Cuando llegó a la estación de ferrocarril y se vio allí, en medio de un
trasiego de gentes que parecían saber exactamente su lugar de destino, dónde
sacar su billete y la hora en que partía su tren, se encontró un poco perdido y
a punto estuvo de dar media vuelta y echar a correr. La verdad es que Andrés
(Andresito, hijo, en qué hora se me ocurriría traerte a ti a este mundo), a
pesar de sus veintiocho añitos, había hecho pocos viajes él solito. Un par de
ellos para ir a ver a un amigo que vivía en un pueblo cercano y, con sus padres,
unas vacaciones en Santander y otras en Alicante. Al extranjero nunca, ni
siquiera tenía pasaporte. No obstante, recordando las infamias y las faltas de
reconocimiento que había venido sufriendo cada vez con mayor asiduidad, tragó
saliva, dio una patadita en el suelo y se encaminó con paso decidido hacia la
ventanilla que menos cola tenía. Cualquier ciudad podía servir, siempre que el
billete no fuera demasiado caro y no tuviera que esperar demasiado tiempo en
aquella estación tan horripilante.
A los tres
cuartos de hora estaba sentado en un expreso con destino Madrid, compartiendo
vagón con dos soldados, un vejete que se empeñaría durante todo el viaje en
demostrar que no lo era tanto y una chica de aspecto terrible, a la que desde el
principio procuró no mirar demasiado. Intentaba poner en orden su cabeza.
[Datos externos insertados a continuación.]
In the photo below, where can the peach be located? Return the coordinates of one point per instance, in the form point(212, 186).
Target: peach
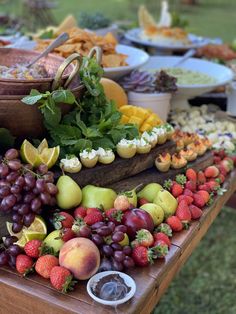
point(81, 257)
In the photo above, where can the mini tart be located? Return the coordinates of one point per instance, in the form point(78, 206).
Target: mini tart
point(126, 151)
point(163, 162)
point(179, 145)
point(188, 154)
point(89, 163)
point(177, 161)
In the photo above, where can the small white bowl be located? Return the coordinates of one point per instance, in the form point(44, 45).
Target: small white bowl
point(128, 280)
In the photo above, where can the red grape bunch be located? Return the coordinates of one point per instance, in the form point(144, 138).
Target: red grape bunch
point(24, 192)
point(106, 235)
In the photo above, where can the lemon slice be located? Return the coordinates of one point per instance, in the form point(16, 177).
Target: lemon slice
point(48, 156)
point(42, 145)
point(29, 153)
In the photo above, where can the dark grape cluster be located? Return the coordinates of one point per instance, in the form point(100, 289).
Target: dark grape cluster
point(106, 235)
point(24, 192)
point(9, 252)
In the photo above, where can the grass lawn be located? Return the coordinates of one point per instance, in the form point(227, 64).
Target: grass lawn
point(207, 282)
point(215, 18)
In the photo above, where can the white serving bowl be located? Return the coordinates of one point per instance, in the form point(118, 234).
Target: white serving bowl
point(220, 73)
point(136, 58)
point(128, 280)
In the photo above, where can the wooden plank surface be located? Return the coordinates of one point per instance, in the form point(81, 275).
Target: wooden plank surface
point(35, 294)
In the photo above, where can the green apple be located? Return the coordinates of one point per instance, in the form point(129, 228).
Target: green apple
point(155, 211)
point(149, 192)
point(69, 193)
point(54, 241)
point(167, 202)
point(94, 196)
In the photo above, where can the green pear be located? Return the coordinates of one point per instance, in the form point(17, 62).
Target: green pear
point(155, 211)
point(149, 192)
point(167, 202)
point(54, 241)
point(93, 196)
point(69, 193)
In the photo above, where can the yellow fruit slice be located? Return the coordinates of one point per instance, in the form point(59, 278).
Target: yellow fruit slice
point(48, 156)
point(29, 153)
point(42, 145)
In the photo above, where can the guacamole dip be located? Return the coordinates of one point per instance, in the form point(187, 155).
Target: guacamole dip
point(188, 77)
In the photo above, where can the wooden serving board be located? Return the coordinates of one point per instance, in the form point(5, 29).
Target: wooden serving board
point(103, 175)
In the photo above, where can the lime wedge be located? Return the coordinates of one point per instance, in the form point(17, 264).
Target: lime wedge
point(42, 145)
point(29, 153)
point(49, 156)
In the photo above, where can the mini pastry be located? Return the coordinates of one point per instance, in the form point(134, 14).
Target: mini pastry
point(143, 147)
point(126, 148)
point(161, 134)
point(150, 137)
point(179, 145)
point(188, 154)
point(178, 161)
point(89, 158)
point(70, 164)
point(163, 161)
point(105, 156)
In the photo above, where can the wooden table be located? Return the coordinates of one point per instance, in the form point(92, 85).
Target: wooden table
point(35, 295)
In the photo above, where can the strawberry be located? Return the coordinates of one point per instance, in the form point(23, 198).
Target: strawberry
point(24, 264)
point(186, 198)
point(80, 212)
point(163, 237)
point(142, 201)
point(67, 234)
point(144, 238)
point(201, 179)
point(32, 248)
point(198, 200)
point(160, 249)
point(45, 264)
point(114, 215)
point(196, 212)
point(191, 175)
point(183, 212)
point(142, 256)
point(205, 195)
point(62, 220)
point(93, 215)
point(61, 279)
point(175, 223)
point(191, 185)
point(211, 172)
point(164, 228)
point(188, 192)
point(176, 189)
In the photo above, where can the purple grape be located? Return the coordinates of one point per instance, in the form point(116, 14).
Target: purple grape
point(128, 262)
point(119, 256)
point(116, 246)
point(14, 250)
point(3, 259)
point(118, 236)
point(16, 217)
point(107, 250)
point(24, 209)
point(104, 231)
point(127, 250)
point(97, 239)
point(14, 164)
point(11, 154)
point(4, 170)
point(28, 219)
point(121, 228)
point(17, 227)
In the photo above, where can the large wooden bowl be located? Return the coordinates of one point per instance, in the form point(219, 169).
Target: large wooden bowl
point(11, 56)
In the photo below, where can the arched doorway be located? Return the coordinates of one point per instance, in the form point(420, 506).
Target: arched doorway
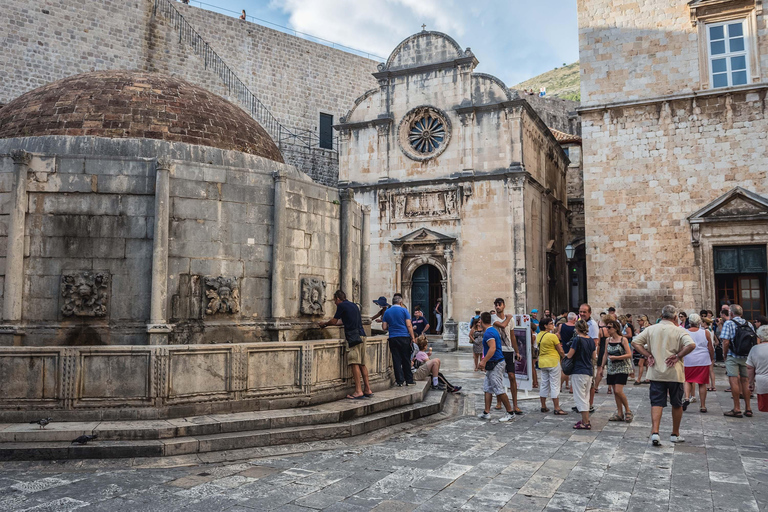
point(426, 288)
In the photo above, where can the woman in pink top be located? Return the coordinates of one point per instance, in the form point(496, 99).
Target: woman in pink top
point(698, 362)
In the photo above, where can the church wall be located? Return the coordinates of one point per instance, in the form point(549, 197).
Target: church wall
point(296, 79)
point(646, 169)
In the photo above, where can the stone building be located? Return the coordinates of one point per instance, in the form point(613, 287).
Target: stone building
point(674, 127)
point(466, 184)
point(299, 87)
point(138, 208)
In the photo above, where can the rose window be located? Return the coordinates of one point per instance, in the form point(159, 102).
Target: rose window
point(424, 133)
point(427, 134)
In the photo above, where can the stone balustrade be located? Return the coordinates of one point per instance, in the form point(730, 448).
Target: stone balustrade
point(146, 382)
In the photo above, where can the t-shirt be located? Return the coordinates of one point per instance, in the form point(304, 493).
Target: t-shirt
point(548, 355)
point(395, 318)
point(418, 325)
point(492, 333)
point(664, 340)
point(582, 357)
point(349, 314)
point(758, 359)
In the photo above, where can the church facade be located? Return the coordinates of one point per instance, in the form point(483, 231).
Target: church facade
point(674, 133)
point(466, 185)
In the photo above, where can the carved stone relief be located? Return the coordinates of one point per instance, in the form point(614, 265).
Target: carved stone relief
point(425, 205)
point(85, 293)
point(312, 295)
point(222, 295)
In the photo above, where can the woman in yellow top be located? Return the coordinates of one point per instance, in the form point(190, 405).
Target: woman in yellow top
point(550, 353)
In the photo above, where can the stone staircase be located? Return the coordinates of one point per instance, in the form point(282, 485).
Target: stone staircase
point(200, 434)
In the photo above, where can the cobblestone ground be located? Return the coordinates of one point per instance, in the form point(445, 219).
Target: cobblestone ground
point(536, 462)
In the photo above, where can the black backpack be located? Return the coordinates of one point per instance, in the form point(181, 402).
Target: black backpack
point(744, 339)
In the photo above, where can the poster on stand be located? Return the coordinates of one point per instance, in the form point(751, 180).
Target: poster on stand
point(524, 367)
point(464, 334)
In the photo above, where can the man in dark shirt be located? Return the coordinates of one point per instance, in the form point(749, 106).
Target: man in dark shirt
point(349, 315)
point(419, 322)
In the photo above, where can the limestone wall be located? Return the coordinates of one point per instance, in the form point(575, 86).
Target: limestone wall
point(646, 169)
point(296, 79)
point(129, 383)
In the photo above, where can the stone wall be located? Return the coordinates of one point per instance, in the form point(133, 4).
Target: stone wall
point(130, 383)
point(296, 79)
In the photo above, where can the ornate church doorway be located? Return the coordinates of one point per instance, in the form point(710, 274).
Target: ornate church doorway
point(426, 288)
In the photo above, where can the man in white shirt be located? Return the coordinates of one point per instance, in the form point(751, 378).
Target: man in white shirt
point(509, 348)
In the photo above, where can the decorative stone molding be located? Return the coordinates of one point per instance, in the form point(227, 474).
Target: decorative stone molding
point(312, 295)
point(424, 133)
point(222, 295)
point(85, 293)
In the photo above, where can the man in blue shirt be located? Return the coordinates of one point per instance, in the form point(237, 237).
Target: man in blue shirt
point(397, 321)
point(494, 365)
point(349, 315)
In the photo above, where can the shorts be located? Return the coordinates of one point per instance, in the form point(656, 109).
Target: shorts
point(494, 380)
point(509, 359)
point(658, 393)
point(736, 366)
point(616, 378)
point(581, 384)
point(356, 354)
point(422, 372)
point(697, 374)
point(762, 402)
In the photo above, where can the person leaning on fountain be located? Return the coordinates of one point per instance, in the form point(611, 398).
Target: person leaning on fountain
point(349, 315)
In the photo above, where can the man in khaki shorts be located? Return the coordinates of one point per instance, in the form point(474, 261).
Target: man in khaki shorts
point(349, 315)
Aquello era una locura, pero el destino, que tan injusto se le mostraba, no le
dejaba otra alternativa. Él era un teórico, un soñador, un artista, no un vulgar
aventurero. Y he aquí que se veía obligado a abandonar su ciudad natal, su
guitarra y la mayoría de sus libros, por culpa de la incomprensión de las mentes
cerriles y obtusas de su familia (-nadie es profeta en su tierra", sabio
refrán). Pero no podía mirar atrás, no suplicaría más, ya se arrepentirían
cuando fuera demasiado tarde, les demostraría lo equivocados que andaban en sus
dudas y menosprecios, todavía no sabía cómo, pero lo haría.
Los dos
soldados que viajaban con Andrés bebían cerveza sin parar y hacían toscos
ademanes mientras charlaban de sus guardias y sus escaqueos. El viejo intentaba
meter baza mientras miraba de reojo el enorme trasero de la jovencita. Y ésta se
había sentado junto a él con la esperanza, sin duda, de entablar conversación,
por lo que podía deducir de sus muecas extrañas.
Viejo - No
se quejen, muchachos, tenían que haber conocido al sargento que estaba al mando
de mi compañía, bla, bla, bla, bla. Aunque, de todos modos, uno guarda siempre
buenos recuerdos de su estancia en el Ejército. ¿No es cierto, amigo?